Dr. Cole looked at me for a long moment, then nodded.
“I’ll hold off on any code-status changes until we receive and review the document. But, Anna, I want you to understand, if this directive appears legitimate, if it’s notarized and witnessed according to Oregon law, I will have to follow it. I won’t have a choice.”
“I understand,” I said.
The fax arrived at 11:47 a.m.
I was standing at the nurses’ station when the machine started beeping and printing page after page, feeding out. Three pages total.
I picked them up with shaking hands.
Advance Directive for Health Care Decisions.
George Preston. DOB April 9, 1947.
Executed March 15, 2018.
The language was formal, legal, but clear.
In the event that I am diagnosed with a life-threatening illness or suffer complications from medical treatment that significantly compromise my quality of life, I hereby request that my health care providers focus on comfort-focused care rather than aggressive life-prolonging interventions. I do not wish to be subjected to heroic measures that would only prolong the dying process. I request limited medical intervention in such circumstances with the goal of maintaining my dignity and minimizing suffering.

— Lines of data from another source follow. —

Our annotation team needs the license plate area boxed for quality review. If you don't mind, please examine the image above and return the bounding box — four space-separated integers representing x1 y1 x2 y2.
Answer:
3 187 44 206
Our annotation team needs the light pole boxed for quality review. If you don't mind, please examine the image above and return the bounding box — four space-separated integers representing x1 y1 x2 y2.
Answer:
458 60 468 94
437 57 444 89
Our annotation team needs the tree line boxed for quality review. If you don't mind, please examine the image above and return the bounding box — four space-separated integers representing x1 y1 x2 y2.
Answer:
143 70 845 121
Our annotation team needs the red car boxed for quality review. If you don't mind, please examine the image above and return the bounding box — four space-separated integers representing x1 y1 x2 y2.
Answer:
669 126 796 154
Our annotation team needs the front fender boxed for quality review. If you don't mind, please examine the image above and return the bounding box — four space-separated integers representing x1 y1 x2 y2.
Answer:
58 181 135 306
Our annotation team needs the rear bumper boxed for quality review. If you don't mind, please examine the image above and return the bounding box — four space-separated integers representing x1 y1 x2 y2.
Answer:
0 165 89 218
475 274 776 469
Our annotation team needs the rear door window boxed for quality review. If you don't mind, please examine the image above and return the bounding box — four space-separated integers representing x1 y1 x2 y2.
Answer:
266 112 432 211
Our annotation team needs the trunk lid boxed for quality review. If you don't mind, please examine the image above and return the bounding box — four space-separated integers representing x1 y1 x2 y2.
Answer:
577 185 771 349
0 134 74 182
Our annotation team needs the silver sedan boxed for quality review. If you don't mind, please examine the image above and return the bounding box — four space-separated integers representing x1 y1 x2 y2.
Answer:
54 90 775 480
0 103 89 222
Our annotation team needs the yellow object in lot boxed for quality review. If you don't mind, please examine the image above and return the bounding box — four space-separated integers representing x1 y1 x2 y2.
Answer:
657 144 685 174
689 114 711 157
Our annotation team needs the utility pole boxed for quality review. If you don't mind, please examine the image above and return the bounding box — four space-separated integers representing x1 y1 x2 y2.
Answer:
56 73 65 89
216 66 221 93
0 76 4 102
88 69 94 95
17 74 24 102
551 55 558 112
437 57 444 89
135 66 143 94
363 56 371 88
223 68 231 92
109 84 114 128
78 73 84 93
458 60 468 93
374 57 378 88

At the bottom of the third page was a signature: George Preston.
The handwriting was shaky. He would have been seventy-one when he signed this, but it looked legitimate. It looked like his signature.
Two witness signatures below it. Names I didn’t recognize. A notary stamp. Official from Multnomah County, Oregon. March 15, 2018.
Seven years ago.
I stood there holding those pages, and something felt wrong. Not the document itself. It looked real enough. But the timing. The context. This was seven years ago. Before Tyler’s financial troubles. Before whatever had happened in March of this year. Before my grandfather had done whatever it was he’d done that made him tell me someone will come.
But I didn’t have proof. Just a feeling.
And feelings don’t override legal documents.
That afternoon, I went to the second floor, the administrative wing. I found the office for patient relations, a small reception area with a desk and a few chairs, generic landscape paintings on the walls. The receptionist looked up when I walked in.
“I need to request an official chart review for George Preston, room 4218,” I said.
“And your relationship to the patient?”
“I’m his granddaughter. I’m also a nurse practitioner here at the hospital, but I’m requesting this in my capacity as family, not as staff.”